The night before I went to Glynebourne, Verdi's Macbeth, whole choruses of weird sisters coming out of caravans! Banquo's ghost was a cardboard box, in which his head had been, which followed Macbeth around, a good application of Ockham's razor, "less is more", very clever, there was a damning review in the Spectator, but I thought it was wonderful. Verdi treats everything except the last act as a bit of a joke, the music is fun, comical even, which makes the last act very poignant. Anyhow there is another visit to look forward to in which I am someone's guests, and then the Festival in Verona, which precedes the ordination of Aaron Spinelli to the diaconate in Rome - God is good!

4 comments:

Henry said...

I went to that. I thought Dominic did well to (a) get to this point and (b) to achieve an inclusive liturgy in a "progressive" (ie stuck in the 1970s) parish.

Anonymous said...

Would be great to see some photos of Glyndebourne, Father. Years ago, when I was at school in Bexhill, the music students were taken every summer to Glyndebourne to a dress rehearsal in the afternoon. It was exactly like a performance, even with the long interval and picnic. The first opera I ever saw was there - and it was Verdi's Macbeth. I think I still have the programme somewhere. I seem to remember it being a rather more traditional performance though! Amette

Francis said...

Fr. Ray,

On the subject of women illicitly wearing albs, my previous parish priest (here in Canada) sanctioned the wearing of albs by all the eucharistic ministers, male and female.

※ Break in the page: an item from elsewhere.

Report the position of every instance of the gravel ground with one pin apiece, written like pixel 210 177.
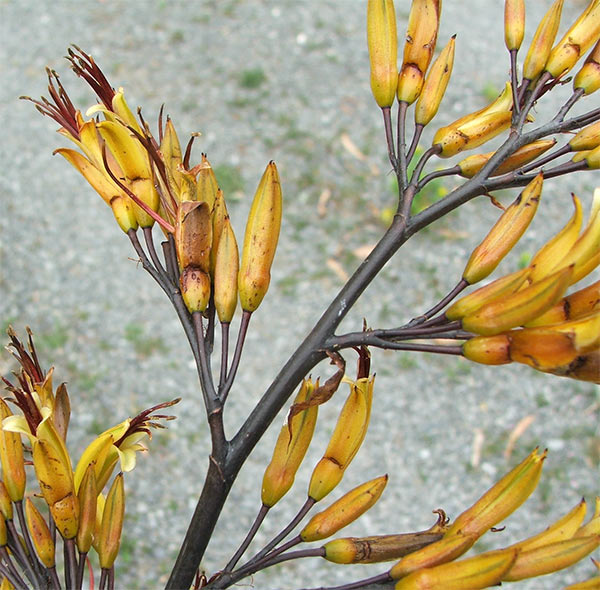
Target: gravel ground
pixel 286 81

His recently appointed successor has abolished this practice. There is a rumour that he informed the indignant "de-frocked" ladies that the alb made their bottoms look big -- which apparently reconciled them to the change in an instant!

Fr Ray Blake said...

Francis,
As girls and women are now allowed to serve, at an individual priests discretion, wearing an alb is not an issue, especially if one sees it as the baptismal, rather than priestly garment.
May problem here was that she placed the gifts on the altar, and I think mixed the contents of the chalice with water, a task reserved for the deacon at Mass.

Your story reminded me of the death of a lady whose last words to her sister were, "Tess, I have been meaning to tell you, when you bow on the sanctuary your skirt goes up and every one sees the purple veins at the back of your knees".